Search code examples
powershellzipsystem.io.compressionc#-ziparchive

Read zip file with powershell


is there any faster way to filter a zip file? My code reads the file line by line, so the data loads very slowly. Can I filter more than one line at a time?

$ZipPath = 'C:\Test\TestZip.zip'
Add-Type -assembly "system.io.compression.filesystem"
$zip = [io.compression.zipfile]::OpenRead($ZipPath)
$file = $zip.Entries[0]
$stream = $file.Open()
$reader = New-Object IO.StreamReader($stream)
$eachlinenumber = 1
while (($readeachline = $reader.ReadLine()) -ne $null)
{
    
    $x = select-string -pattern "Order1" -InputObject $readeachline 
    Add-Content C:\text\TestFile.txt $x
}  

$reader.Close()
$stream.Close()
$zip.Dispose()

Solution

  • The issue with your code is not because you're reading the content line-by-line, the actual issue is due to appending to a file on each loop iteration.

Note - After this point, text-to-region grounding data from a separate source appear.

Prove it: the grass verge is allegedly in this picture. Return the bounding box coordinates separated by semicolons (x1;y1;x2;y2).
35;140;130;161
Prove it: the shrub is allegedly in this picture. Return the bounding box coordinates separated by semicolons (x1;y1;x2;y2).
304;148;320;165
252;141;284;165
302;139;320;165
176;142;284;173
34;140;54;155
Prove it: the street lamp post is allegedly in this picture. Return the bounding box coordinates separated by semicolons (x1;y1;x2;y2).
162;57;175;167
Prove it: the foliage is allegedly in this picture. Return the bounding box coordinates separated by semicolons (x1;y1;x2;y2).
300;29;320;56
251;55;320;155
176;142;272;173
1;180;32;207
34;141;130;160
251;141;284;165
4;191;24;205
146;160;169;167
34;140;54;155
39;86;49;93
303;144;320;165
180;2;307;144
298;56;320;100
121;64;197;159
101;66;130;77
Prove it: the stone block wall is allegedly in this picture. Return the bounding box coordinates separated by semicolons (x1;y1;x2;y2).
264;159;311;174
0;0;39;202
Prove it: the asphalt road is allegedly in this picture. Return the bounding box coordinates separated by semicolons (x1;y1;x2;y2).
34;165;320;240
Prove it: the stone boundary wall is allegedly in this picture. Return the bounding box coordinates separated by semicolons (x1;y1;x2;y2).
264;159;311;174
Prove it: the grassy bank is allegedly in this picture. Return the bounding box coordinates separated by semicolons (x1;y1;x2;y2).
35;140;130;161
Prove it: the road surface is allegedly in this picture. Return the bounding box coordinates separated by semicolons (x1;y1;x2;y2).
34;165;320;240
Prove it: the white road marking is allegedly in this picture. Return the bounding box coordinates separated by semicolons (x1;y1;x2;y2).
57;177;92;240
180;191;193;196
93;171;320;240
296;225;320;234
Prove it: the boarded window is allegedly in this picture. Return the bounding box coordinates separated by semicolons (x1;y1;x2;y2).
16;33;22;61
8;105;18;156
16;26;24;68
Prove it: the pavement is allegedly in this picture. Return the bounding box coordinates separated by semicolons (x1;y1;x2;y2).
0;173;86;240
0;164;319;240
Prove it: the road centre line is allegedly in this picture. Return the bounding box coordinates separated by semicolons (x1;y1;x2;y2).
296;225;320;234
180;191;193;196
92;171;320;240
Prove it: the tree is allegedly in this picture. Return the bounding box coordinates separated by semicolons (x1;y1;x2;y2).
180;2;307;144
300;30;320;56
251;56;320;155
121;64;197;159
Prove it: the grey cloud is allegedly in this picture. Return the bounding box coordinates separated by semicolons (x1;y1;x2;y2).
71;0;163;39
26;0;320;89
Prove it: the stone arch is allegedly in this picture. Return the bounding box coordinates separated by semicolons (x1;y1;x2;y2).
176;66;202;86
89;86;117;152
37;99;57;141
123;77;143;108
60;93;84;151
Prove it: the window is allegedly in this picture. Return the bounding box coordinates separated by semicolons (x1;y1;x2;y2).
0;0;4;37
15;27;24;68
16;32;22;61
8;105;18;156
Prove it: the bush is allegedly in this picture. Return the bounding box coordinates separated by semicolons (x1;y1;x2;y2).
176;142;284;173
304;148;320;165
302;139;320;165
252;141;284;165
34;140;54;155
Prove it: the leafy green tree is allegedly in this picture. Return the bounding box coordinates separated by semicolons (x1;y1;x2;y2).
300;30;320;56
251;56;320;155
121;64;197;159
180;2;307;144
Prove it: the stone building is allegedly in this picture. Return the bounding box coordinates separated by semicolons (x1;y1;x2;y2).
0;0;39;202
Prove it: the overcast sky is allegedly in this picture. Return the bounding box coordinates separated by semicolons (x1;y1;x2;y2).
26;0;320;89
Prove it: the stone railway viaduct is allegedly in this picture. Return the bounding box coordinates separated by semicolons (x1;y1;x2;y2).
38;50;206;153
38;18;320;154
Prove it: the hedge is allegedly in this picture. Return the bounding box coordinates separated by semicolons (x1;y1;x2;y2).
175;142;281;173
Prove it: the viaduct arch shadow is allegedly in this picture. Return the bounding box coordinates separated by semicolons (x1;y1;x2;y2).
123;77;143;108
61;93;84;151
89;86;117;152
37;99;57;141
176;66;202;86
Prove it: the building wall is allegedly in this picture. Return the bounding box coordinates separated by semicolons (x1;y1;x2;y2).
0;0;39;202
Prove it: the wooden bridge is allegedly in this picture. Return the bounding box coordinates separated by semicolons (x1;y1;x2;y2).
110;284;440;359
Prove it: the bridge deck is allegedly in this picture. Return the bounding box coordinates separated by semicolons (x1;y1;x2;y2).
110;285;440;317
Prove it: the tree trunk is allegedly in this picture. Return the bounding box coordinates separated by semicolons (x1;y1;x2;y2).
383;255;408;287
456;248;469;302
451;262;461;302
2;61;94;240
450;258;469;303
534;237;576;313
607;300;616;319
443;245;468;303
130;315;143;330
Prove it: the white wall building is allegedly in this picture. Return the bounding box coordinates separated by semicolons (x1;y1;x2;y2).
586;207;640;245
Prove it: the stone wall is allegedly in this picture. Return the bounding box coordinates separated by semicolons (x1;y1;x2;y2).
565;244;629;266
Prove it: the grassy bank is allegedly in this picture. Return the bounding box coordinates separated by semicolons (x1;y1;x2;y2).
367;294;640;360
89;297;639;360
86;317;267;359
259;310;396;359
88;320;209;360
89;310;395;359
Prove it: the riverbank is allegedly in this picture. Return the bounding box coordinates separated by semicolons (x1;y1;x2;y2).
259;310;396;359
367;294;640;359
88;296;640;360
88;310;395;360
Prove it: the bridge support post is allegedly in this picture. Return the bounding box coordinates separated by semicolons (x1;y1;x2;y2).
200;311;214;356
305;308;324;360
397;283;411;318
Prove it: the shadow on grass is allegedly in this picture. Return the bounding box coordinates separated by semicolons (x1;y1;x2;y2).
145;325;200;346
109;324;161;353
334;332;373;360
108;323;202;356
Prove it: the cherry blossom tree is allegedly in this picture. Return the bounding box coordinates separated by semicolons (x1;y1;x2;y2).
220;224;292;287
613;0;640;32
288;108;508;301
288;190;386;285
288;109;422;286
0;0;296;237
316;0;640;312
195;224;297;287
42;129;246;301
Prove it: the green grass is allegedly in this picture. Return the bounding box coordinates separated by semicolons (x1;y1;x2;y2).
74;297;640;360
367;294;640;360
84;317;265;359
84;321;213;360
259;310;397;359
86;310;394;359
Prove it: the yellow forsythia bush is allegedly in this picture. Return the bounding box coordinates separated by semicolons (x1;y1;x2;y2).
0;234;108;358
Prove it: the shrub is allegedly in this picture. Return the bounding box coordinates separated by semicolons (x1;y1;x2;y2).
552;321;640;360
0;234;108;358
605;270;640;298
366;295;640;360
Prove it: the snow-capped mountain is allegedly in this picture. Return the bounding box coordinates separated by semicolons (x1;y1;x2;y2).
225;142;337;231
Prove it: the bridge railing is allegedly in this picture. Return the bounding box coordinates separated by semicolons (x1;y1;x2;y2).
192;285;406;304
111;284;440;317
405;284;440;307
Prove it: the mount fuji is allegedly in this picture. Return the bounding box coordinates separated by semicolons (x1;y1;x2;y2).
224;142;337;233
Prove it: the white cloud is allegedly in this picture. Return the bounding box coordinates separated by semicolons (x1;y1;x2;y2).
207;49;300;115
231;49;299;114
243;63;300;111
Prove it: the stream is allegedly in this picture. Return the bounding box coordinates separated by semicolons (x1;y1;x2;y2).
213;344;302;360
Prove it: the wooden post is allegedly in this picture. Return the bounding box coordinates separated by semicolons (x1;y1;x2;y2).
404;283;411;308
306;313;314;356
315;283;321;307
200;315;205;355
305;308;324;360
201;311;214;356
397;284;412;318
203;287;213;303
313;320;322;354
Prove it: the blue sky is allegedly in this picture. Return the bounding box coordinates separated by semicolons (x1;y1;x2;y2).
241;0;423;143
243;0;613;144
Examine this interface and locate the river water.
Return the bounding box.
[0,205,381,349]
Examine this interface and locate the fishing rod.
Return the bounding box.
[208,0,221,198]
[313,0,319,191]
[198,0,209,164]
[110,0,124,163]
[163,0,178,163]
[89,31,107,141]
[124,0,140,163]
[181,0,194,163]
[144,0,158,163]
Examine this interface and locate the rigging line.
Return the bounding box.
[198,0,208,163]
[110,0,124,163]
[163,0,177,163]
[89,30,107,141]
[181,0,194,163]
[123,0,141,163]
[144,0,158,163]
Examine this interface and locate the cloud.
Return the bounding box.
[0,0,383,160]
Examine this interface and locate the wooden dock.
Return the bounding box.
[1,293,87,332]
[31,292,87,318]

I assume you're looking to have all lines matching Order1 from your Zip Entry added to TestFile.txt, in which case you should consider using a StreamWriter in combination with the StreamReader. This will keep the File Stream opened while iterating over each line.

    try {
        Add-Type -AssemblyName System.IO.Compression.Filesystem
    
        $zipPath = 'C:\Test\TestZip.zip'
        $zipFile = [IO.Compression.ZipFile]::OpenRead($ZipPath)
        $zipEntry = $zipFile.Entries[0]
        $entryStream = $zipEntry.Open()
        $reader = [IO.StreamReader]::new($entryStream)
        $writer = [IO.StreamWriter]::new('C:\text\TestFile.txt')
    
        while (-not $reader.EndOfStream) {
            if(($line = $reader.ReadLine()) -match 'Order1') {
                $writer.WriteLine($line)
            }
        }
    }
    finally {
        $reader, $writer, $entryStream, $zipFile | ForEach-Object Dispose
    }
    

    If you're looking to simplify the process demonstrated above, reading a zip archive and replacing the content of zip archive entries, you might find it easier with the PSCompression Module (Disclaimer: I'm the author of this module).

    This is how the code would look using the module:

    Get-ZipEntry 'C:\Test\TestZip.zip' -EntryType Archive |
        Select-Object -First 1 |
        Get-ZipEntryContent |
        Where-Object { $_ -match 'Order1' } |
        Set-Content 'C:\text\TestFile.txt'